Escândalo Volkswagen: a lamentável burocracia como modo de vida

As acções da Volkswagen caíram a pique esta semana, arrastando consigo o CEO do grupo alemão (a Volkswagen AG), de seu nome Martin Winterkorn. Os danos para o paradigma exportacionista alemão – e portanto, para a Zona Euro – são ainda incomensuráveis à data em que escrevo este texto.

Ora vamos então aos factos, antes das considerações:


– As acções da Volkswagen caíram a pique esta semana, arrastando consigo o CEO do grupo alemão (a Volkswagen AG), de seu nome Martin Winterkorn. Os danos para o paradigma exportacionista alemão – e portanto, para a Zona Euro – são ainda incomensuráveis à data em que escrevo este texto. Em causa está a descoberta do uso de um "software" que permitia aos carros a diesel da marca passar nos testes de emissões. O escândalo afecta 11 milhões de carros em todo o mundo, dos quais cerca de meio milhão foram vendidos nos Estados Unidos, onde a bolha começou por rebentar no início desta semana.
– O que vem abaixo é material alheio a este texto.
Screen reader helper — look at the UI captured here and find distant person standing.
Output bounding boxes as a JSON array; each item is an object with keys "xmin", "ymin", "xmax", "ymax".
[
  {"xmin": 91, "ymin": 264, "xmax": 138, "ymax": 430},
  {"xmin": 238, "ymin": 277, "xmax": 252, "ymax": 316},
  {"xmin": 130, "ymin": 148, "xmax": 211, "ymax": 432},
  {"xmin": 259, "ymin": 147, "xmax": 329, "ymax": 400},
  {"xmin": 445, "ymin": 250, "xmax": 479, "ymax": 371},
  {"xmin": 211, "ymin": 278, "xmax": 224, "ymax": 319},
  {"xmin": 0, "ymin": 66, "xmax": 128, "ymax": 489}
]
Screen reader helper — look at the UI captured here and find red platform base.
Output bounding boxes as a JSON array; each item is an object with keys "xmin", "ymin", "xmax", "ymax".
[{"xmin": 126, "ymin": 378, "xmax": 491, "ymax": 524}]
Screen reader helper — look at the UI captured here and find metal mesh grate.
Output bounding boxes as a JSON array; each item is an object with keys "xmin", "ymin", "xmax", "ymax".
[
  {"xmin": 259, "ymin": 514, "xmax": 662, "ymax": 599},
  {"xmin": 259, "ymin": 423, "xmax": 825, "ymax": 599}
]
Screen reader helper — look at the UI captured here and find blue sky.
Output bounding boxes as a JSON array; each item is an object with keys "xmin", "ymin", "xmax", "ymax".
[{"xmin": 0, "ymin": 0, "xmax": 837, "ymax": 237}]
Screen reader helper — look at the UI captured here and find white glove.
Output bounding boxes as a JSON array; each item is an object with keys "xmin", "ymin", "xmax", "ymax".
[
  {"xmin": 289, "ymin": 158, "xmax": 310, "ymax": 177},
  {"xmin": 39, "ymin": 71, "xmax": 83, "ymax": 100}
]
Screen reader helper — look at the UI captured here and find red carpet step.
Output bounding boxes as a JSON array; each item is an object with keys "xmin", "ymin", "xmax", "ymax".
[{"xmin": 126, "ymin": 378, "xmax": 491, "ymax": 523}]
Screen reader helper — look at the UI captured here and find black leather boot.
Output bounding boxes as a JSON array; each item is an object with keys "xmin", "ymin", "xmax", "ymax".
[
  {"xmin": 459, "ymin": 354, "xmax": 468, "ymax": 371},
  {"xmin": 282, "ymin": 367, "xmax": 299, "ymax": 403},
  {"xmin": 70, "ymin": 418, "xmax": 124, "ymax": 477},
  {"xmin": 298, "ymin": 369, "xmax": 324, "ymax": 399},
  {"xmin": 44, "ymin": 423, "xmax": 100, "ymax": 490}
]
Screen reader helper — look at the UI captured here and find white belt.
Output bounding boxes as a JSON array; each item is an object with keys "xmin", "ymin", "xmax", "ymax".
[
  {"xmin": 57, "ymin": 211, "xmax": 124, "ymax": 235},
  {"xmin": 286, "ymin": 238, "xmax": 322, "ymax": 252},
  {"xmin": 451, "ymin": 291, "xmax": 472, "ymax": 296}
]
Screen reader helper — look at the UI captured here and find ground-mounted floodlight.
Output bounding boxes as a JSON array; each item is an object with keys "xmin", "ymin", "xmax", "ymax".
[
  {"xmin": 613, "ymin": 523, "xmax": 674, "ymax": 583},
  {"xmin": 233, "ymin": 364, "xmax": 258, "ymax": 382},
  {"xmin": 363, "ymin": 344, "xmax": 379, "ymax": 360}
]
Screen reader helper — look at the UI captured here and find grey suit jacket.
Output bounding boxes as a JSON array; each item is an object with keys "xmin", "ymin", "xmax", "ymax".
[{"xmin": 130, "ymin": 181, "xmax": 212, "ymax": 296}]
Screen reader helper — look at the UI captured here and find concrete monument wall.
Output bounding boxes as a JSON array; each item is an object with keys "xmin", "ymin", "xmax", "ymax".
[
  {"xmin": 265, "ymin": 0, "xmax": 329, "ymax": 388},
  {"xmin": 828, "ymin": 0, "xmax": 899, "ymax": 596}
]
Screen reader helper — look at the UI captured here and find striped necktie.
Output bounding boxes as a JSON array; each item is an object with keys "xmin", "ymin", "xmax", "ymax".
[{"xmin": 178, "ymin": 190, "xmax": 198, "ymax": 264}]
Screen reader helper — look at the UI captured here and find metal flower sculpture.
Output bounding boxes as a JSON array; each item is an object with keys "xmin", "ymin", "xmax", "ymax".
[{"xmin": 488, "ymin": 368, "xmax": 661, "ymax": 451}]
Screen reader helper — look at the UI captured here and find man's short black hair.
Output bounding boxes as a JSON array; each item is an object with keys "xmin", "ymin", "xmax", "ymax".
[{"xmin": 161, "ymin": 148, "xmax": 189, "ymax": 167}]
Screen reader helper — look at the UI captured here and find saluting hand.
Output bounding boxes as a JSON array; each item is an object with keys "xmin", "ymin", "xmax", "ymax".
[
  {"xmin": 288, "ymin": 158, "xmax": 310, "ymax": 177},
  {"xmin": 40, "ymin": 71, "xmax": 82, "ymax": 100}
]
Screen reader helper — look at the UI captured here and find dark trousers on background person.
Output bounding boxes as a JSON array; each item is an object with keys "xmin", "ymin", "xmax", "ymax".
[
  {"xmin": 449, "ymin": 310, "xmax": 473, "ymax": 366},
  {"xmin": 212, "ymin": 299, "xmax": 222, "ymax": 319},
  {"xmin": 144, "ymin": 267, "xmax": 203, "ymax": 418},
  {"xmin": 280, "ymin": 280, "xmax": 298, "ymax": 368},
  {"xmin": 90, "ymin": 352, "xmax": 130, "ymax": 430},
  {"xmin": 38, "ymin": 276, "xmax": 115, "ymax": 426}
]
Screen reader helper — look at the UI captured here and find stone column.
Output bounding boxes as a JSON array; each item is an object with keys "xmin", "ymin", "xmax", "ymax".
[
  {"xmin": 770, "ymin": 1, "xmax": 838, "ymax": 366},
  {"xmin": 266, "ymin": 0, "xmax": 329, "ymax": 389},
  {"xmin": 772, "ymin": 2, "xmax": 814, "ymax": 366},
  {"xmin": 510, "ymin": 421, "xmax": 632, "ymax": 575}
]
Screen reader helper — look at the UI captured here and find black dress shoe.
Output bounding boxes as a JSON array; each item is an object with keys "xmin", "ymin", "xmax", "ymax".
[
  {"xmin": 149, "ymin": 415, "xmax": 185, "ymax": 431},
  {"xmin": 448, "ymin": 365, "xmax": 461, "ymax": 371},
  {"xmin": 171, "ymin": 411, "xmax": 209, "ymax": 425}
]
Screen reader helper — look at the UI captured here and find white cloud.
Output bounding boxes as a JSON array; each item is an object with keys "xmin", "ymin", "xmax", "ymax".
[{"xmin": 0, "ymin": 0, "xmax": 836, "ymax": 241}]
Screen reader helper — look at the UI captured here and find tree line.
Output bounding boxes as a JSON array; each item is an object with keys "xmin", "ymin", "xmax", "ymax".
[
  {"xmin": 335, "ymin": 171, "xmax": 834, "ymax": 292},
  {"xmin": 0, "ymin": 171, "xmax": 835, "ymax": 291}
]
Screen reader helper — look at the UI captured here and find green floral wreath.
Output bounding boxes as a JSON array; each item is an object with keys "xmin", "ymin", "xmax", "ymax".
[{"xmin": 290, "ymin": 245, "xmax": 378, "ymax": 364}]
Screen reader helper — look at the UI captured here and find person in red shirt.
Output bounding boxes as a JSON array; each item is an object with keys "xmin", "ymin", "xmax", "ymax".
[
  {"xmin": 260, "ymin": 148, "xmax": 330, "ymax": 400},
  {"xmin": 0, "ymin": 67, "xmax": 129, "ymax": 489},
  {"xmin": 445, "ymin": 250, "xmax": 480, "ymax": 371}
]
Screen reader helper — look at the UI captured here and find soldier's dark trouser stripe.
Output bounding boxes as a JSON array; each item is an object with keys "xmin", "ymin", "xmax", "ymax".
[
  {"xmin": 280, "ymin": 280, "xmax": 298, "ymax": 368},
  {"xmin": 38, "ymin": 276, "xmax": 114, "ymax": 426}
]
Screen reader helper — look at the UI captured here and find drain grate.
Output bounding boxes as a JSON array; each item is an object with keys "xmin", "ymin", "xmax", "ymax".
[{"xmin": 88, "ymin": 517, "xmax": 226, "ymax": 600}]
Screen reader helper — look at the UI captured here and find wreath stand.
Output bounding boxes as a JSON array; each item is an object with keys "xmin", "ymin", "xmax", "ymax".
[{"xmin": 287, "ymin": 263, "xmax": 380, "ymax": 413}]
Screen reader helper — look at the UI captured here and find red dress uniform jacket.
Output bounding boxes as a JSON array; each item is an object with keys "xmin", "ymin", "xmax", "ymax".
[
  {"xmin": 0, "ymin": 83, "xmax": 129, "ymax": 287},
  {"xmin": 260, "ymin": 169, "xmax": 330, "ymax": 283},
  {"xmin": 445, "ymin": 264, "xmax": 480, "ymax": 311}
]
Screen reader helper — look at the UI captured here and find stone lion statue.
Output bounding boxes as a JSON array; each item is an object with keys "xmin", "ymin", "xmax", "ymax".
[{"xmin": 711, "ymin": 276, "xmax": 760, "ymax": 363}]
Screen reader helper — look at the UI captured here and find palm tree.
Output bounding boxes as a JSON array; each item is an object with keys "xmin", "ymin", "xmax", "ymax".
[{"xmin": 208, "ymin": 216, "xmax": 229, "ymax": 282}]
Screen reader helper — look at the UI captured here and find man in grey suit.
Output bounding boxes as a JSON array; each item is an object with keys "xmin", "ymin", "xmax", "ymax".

As multas podem chegar aos 18 milhões de dólares, sendo que a empresa já anunciou – em jeito de confissão – a criação de um fundo de emergência em "cash" de 6,5 mil milhões de euros. "O ‘software’ de controlo de poluentes era accionado no nível máximo apenas durante os testes, permitindo um nível de poluição 10 a 40 vezes acima dos limites durante a condução normal, de acordo com as autoridades norte-americanas que iniciaram a investigação", noticiava o Negócios no passado dia 22 deste mês.

E agora as considerações:

– Tudo isto se passa a um nível tal que faz rir quando ouvimos falar da cosmética política com que autarquias como a de Lisboa decidem – em nome do ambiente, claro… – proibir a entrada de veículos no centro da cidade com idade de matrícula "x" ou "y". Isto para não falar do famoso Dia Mundial sem Carros, uma iniciativa folclórica com que os poderes europeus nos brindam, para fazerem de conta que ainda não perceberam o impacto destruidor do transporte particular nos custos de uma autarquia ou – o que vai dar ao mesmo – na erosão da nossa carteira (em crédito, desvalorização do bem, combustível, seguro, selo, portagens e manutenção, pelo menos).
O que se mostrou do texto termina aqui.